Naval Academy anthem drops references to men

Lyrics excluding women changed before graduation

May 21, 2004|By Molly Knight | Molly Knight,SUN STAFF

Before tossing their caps into the air to celebrate graduation May 28, the Naval Academy's class of 2004 will belt out a decidedly different version of an old standard - "Navy Blue & Gold," a school anthem since 1923.

The academy superintendent, Vice Adm. Rodney P. Rempt, dropped this week two references to "men" from the song, saying the lyrics inadvertently excluded women.

"It was time, to say the least," said the superintendent, standing on the steps of the academy chapel yesterday to watch plebes - or freshmen - scramble to climb Herndon Monument in an annual tradition.

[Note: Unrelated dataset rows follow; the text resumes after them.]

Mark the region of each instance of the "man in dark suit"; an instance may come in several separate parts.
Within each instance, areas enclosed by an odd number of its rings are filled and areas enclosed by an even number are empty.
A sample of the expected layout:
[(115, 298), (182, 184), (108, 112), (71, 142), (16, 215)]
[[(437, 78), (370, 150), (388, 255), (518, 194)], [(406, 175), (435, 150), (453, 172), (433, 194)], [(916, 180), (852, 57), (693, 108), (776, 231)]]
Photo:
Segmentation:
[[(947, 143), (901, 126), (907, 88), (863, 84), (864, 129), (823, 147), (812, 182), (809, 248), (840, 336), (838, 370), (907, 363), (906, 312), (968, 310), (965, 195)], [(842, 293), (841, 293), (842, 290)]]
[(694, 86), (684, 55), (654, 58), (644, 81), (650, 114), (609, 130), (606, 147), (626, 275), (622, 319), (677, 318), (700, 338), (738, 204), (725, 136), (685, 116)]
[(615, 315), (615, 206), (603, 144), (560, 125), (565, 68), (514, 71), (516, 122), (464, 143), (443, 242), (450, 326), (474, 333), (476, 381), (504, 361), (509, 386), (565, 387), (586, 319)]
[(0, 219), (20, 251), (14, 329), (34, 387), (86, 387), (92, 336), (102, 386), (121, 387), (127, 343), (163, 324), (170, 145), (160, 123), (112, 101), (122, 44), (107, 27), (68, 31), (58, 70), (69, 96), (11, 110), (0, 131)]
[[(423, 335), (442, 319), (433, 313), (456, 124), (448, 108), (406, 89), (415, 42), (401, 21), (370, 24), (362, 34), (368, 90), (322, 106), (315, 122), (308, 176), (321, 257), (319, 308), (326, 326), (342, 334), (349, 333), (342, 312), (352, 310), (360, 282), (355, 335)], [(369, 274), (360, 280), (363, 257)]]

If the midshipmen don't trip over the new lyrics, they'll sing:

Now colleges from sea to sea, instead of Now college men from sea to sea.

And in the third verse: For sailors brave in battle fair since fighting days of old, instead of For sailor men in battle fair ... .

When asked what inspired the decision, Rempt, who took charge of the academy in August, said it was not pressure from an individual or group. Rather, he said that after pondering a change for some time, he realized the need at a women's basketball game.

"We were standing on the court and the women had played their hearts out," he said. "And there we were, singing this song."

Rempt said he then decided to ax "men" from the fight song, sung at sporting events and graduation ceremonies.

"We need to make sure that we're inclusive of everyone," he said, referring to the academy's 3,000 female midshipmen and graduates. Women were first admitted into the Annapolis military college in 1976, and make up about 16 percent of the student body.

Quinn Rinehart, a senior who serves as brigade commander - the highest ranking midshipman at the academy - said she backs the change.

"I support the administration on this," said the 22-year-old, who will serve in the Marine Corps.

"Being a female makes no difference in how I feel about it. I think some people are unwilling to accept change but in the long run, it's a good thing."

Other midshipmen were tight-lipped when asked about the song, referring reporters to the school's public affairs office.

At the academy's alumni association, spokesman Skid Heyworth said there was little buzz about the change.

"A decision was made by the superintendent and we support that decision," Heyworth said, adding that Rempt sought feedback from the board of trustees and the board of visitors before announcing the change to midshipmen Tuesday night.